What are the performance and technical requirements for circuit boards

The performance and technical requirements of circuit boards mainly include the following core elements:

Performance Requirements

High reliability: Long term stable operation is required in extreme environments such as high temperature, low temperature, high humidity, and vibration. Material selection and manufacturing processes must meet extremely high standards.

Heat dissipation performance: Effective heat conduction is required during high load operation to avoid overheating of components.

Electromagnetic shielding: prevents electromagnetic interference from affecting external devices while protecting internal information from leakage.

Mechanical strength: able to withstand physical stresses such as vibration and impact, ensuring long-term use without deformation.

Durability: Adapt to complex environments and extend service life.

Technical Requirements

Material selection: The substrate material should have high mechanical strength, heat resistance (such as FR-4 glass fiber substrate), and low thermal expansion coefficient (such as PTFE, LCP material).

Process standards:

Dimensional accuracy: Board edge width ≥ 50mm, length ≥ 50mm, curvature ≤ 1.2mm (upward) or 0.5mm (downward).

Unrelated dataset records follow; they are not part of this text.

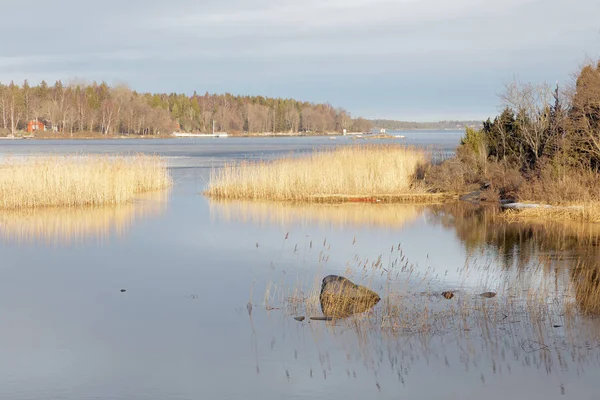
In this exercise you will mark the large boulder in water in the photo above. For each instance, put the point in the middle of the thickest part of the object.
(341, 298)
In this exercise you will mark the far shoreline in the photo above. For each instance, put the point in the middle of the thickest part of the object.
(99, 136)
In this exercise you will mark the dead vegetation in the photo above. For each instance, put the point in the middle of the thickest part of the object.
(369, 173)
(78, 180)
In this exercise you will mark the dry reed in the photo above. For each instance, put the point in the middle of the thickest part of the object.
(589, 212)
(367, 173)
(65, 226)
(78, 180)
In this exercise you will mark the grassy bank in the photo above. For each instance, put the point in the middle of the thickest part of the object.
(369, 173)
(82, 180)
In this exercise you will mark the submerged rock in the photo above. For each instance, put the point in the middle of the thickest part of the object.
(448, 295)
(341, 298)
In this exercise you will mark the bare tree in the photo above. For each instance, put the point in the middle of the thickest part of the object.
(532, 105)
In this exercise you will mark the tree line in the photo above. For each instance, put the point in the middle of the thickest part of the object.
(109, 110)
(410, 125)
(541, 125)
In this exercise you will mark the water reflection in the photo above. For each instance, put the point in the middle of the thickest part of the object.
(63, 226)
(519, 244)
(346, 215)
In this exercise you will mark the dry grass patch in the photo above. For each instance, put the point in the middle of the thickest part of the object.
(78, 180)
(364, 172)
(582, 213)
(66, 226)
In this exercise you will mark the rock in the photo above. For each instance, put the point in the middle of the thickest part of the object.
(473, 197)
(341, 298)
(448, 295)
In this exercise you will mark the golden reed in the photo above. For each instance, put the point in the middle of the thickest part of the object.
(363, 172)
(78, 180)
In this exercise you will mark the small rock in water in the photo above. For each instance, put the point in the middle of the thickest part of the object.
(321, 318)
(341, 298)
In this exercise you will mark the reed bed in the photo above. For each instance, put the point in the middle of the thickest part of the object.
(66, 226)
(369, 173)
(583, 213)
(78, 180)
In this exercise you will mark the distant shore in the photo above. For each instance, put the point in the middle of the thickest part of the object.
(185, 135)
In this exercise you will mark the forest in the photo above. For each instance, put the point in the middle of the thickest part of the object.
(543, 147)
(118, 110)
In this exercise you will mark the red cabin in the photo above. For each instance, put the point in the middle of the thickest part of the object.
(33, 126)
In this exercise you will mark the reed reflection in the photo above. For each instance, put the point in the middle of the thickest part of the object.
(347, 215)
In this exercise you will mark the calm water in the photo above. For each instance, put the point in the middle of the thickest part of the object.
(190, 267)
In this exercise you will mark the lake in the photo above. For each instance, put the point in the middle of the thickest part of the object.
(211, 289)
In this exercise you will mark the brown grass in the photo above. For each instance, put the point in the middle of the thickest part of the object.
(78, 180)
(65, 226)
(584, 213)
(366, 173)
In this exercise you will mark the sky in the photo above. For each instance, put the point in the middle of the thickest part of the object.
(418, 60)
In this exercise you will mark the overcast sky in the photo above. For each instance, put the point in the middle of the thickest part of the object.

Surface treatment: The flatness of the solder mask layer affects the accuracy of component mounting, and the roughness needs to be controlled within a reasonable range.

Processing accuracy: Laser drilling technology enhances high-density interconnection capability, and multi-layer design needs to balance signal transmission and anti-interference ability.

Testing and verification: including environmental adaptability tests such as cold and hot cycles, vibration, and drops, as well as electrical performance verification such as high-frequency and electrostatic discharge.

Design principle: Adhere to the 3W principle (line spacing ≥ 3 times line width), and plan the ground wire circuit reasonably to suppress interference.

Application scenarios

Military/aerospace industry: requires high confidentiality, radiation resistance, and extreme environmental adaptability.

Automotive electronics: requires salt spray testing and wet heat aging testing to adapt to a temperature range of -40 ° C to 125 ° C.

Communication/New Energy: High frequency and high-speed technology uses materials such as PTFE to improve signal transmission efficiency.